Osteoporosis - What is it?
July 3, 2018
Osteoporosis is a condition that affects bone density. The bone becomes more fragile and therefore prone to fracture (breaking). An osteoporotic bone generally doesn’t look any different from the outside, but on the inside it’s pores become more porous. The inside of a healthy bone is like a matrix. However, with Osteoporosis the gaps in the matrix become larger as the bone disappears.
Osteoporosis affects both genders but is more common in females, especially post-menopausal women.
It’s not a painful condition, it develops slowly over years and you might only find out about it when you fracture a bone. The most common sites of fracture are the wrists and hips due to falls. Spinal fractures can occur too. This causes the body of the vertebra to become wedge shaped. This collapse causes a visible change in the posture of the person it’s happened to. They become very stooped and as a result can develop chronic back pain.
As we get older..
It is a normal ageing condition but can be present due to hereditary factors, other chronic diseases or because of certain medications. Once our bones have become fully formed they start to go the other way...all downhill from our mid 30’s(!) So you can see, it’s really important to look after our bones from a very early age.
In fact, the exercise we do before the age of 30 is so important as it makes our bones as strong as possible (peak bone mass) and therefore the ageing process will be delayed. Maintaining a good level of fitness helps the density of the bones to remain, especially with resistance training and body weight training e.g. walking, Pilates, Yoga.
Hormones are needed for bone development. In women it’s oestrogen and in men it’s testosterone. That’s why it is more prevalent in post-menopausal women, as their oestrogen levels lessen. In both sexes growth hormone is needed too.
Nutrition is obviously an important factor too. But how?
The body replaces its bone by around 10% a year. Osteoblasts make new bone and osteoclasts breakdown old bone. The process of bone formation is called ossification. Osteoblasts take calcium compounds from the blood and deposit them into the bone. Vitamin D is needed for calcium to be absorbed into the blood from the small intestine. Calcium and Vitamin D are therefore important for strong bones. We get most of our Vitamin D from sunlight exposure. About 10-15 minutes a day on our face and hands (without sun protector!) should be plenty. Then, slather in sun screen to protect your skin from burning. Eat plenty of dark leafy green veggies (yum), dairy (if you can tolerate it) and oily fish. Certain foods prevent the uptake of nutrients so best to avoid these including fizzy drinks, too much caffeine and alcohol (boo).

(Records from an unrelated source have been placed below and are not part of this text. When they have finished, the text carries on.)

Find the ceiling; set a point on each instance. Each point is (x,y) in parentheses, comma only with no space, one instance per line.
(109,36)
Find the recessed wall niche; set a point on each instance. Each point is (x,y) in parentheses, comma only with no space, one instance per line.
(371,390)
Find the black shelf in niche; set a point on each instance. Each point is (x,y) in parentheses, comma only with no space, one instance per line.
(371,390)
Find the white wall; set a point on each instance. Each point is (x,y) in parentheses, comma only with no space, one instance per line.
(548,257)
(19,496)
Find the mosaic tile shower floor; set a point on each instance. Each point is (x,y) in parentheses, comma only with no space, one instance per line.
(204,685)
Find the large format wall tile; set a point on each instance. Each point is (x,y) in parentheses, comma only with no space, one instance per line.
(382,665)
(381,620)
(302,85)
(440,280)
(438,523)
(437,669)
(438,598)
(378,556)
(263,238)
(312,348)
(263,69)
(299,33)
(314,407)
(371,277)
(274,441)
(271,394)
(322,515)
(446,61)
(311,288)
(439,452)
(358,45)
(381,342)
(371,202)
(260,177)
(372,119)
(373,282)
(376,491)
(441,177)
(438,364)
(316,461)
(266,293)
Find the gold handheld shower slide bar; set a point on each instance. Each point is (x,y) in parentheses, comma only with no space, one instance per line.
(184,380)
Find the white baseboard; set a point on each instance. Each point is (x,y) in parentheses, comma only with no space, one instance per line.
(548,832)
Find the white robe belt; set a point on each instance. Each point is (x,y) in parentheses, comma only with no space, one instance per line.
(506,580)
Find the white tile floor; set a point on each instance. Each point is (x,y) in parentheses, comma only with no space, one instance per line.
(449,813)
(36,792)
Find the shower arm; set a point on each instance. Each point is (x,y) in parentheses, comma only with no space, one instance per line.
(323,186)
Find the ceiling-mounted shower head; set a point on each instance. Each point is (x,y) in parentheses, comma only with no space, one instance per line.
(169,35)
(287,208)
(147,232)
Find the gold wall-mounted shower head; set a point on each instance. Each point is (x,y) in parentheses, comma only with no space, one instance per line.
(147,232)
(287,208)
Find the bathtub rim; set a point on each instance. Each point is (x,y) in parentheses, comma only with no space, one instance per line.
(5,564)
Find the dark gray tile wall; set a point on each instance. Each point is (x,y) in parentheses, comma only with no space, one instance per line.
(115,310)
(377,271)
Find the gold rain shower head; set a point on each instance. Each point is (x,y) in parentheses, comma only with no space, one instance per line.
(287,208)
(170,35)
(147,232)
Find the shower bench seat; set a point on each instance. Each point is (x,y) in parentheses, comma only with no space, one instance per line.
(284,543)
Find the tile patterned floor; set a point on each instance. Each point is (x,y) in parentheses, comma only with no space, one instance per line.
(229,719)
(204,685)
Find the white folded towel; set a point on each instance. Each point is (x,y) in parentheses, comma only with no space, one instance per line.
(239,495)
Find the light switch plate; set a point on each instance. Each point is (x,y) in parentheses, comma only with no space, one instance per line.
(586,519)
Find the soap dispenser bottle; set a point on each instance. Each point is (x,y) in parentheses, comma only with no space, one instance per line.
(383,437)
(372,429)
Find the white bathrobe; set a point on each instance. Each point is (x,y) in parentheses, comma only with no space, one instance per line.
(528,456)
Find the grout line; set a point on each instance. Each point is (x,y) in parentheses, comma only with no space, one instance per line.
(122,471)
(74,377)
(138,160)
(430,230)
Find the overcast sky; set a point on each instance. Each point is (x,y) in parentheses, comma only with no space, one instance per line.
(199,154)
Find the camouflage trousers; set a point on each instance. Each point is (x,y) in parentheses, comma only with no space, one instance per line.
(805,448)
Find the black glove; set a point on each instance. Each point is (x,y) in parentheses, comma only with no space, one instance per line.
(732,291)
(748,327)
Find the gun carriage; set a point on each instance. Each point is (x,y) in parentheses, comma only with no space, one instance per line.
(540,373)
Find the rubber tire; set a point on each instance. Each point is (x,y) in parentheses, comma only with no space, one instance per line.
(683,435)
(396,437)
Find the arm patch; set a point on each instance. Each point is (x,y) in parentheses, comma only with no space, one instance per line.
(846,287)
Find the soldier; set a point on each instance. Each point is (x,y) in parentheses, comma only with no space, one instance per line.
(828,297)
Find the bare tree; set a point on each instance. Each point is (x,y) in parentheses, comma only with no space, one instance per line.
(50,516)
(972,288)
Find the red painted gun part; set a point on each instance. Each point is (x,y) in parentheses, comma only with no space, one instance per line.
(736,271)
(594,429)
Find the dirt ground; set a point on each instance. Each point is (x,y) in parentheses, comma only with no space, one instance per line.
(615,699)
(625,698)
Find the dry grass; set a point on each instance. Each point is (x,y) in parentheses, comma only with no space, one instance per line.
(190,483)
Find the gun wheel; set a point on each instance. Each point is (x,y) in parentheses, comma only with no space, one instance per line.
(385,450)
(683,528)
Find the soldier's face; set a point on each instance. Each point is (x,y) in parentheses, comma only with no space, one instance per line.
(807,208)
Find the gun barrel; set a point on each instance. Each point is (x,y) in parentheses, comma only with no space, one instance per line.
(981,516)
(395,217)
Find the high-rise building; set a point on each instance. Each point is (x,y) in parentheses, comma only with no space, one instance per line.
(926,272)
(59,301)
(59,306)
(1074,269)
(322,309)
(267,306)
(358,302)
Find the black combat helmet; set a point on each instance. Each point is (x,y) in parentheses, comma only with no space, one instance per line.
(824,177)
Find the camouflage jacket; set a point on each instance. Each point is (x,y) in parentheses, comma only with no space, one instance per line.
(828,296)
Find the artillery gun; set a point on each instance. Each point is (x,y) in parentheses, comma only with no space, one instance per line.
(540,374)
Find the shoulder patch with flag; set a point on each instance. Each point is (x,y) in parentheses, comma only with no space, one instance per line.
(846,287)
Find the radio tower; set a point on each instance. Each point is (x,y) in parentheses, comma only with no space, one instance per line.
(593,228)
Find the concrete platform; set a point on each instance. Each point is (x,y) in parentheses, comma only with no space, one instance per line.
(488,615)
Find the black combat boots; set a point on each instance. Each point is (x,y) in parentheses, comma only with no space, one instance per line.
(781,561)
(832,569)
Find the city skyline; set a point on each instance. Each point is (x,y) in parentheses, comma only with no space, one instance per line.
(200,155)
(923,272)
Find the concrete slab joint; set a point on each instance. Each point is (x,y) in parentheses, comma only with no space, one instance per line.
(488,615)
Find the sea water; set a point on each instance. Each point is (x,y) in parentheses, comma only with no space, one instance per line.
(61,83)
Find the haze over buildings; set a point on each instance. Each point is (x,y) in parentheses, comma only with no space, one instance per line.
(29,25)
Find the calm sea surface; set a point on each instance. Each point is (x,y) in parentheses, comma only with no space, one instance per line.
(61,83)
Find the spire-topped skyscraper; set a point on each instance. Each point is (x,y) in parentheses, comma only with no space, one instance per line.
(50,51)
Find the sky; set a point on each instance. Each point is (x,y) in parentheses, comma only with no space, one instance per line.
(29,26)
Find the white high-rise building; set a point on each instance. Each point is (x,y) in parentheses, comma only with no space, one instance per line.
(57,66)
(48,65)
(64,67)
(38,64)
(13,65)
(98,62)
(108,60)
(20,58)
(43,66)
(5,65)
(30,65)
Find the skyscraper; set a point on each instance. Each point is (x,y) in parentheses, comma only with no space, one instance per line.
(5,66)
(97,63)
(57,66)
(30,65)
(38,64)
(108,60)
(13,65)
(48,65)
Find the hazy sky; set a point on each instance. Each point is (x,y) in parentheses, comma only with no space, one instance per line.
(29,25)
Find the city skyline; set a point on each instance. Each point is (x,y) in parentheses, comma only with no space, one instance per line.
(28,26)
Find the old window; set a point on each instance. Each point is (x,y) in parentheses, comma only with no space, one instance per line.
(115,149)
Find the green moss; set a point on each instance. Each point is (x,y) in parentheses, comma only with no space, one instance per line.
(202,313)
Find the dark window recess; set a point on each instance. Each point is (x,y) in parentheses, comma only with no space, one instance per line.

Our bodies adapt and change according to the stresses we put it under. In the case of good stress, like weight training, the bone remains strong to adapt and cope. It’s a bit like when you train a muscle to get stronger, except for bone it needs to be a level of pressure that loads the bones at the right place and needs time to build up if you’re not used to it. Too much and even someone without osteoporosis will fracture, e.g. a runner who hasn’t worked up to that 10km slow enough, who then breaks a metatarsal in their foot
The same changes happen if we put our body under a constant low level negative stress for example, with bad posture. If we sit slumped at a computer and sit all day our bones mould into that shape. I see this happening in our youngsters, who are addicted to their mobile phones, their play stations and studying. They never look up! We don’t extend enough. But the good news is, we are malleable and over time with the right exercises we can change for the better. It’s never too late to improve posture, strength and to lessen the effects of the inevitable ageing.
Can you still have osteopathic treatment with osteoporosis?
Yes!! I treat many patients with the condition. We take a thorough case history to make sure any treatment we do is right for you. During the interview, be sure that you tell us you have osteoporosis. We avoid certain heavier techniques to prevent any undue harm, but rest assured you are in safe hands at Bearsden Osteopaths.
Exercise helps to maintain bone density, muscle strength, coordination and balance which prevents falls which is paramount in preventing fracture.
Eat well; eat to nourish your body. It’ll thank you for it when you’re older.
It is safe to have osteopathic treatment when you have osteoporosis – just be sure we know first!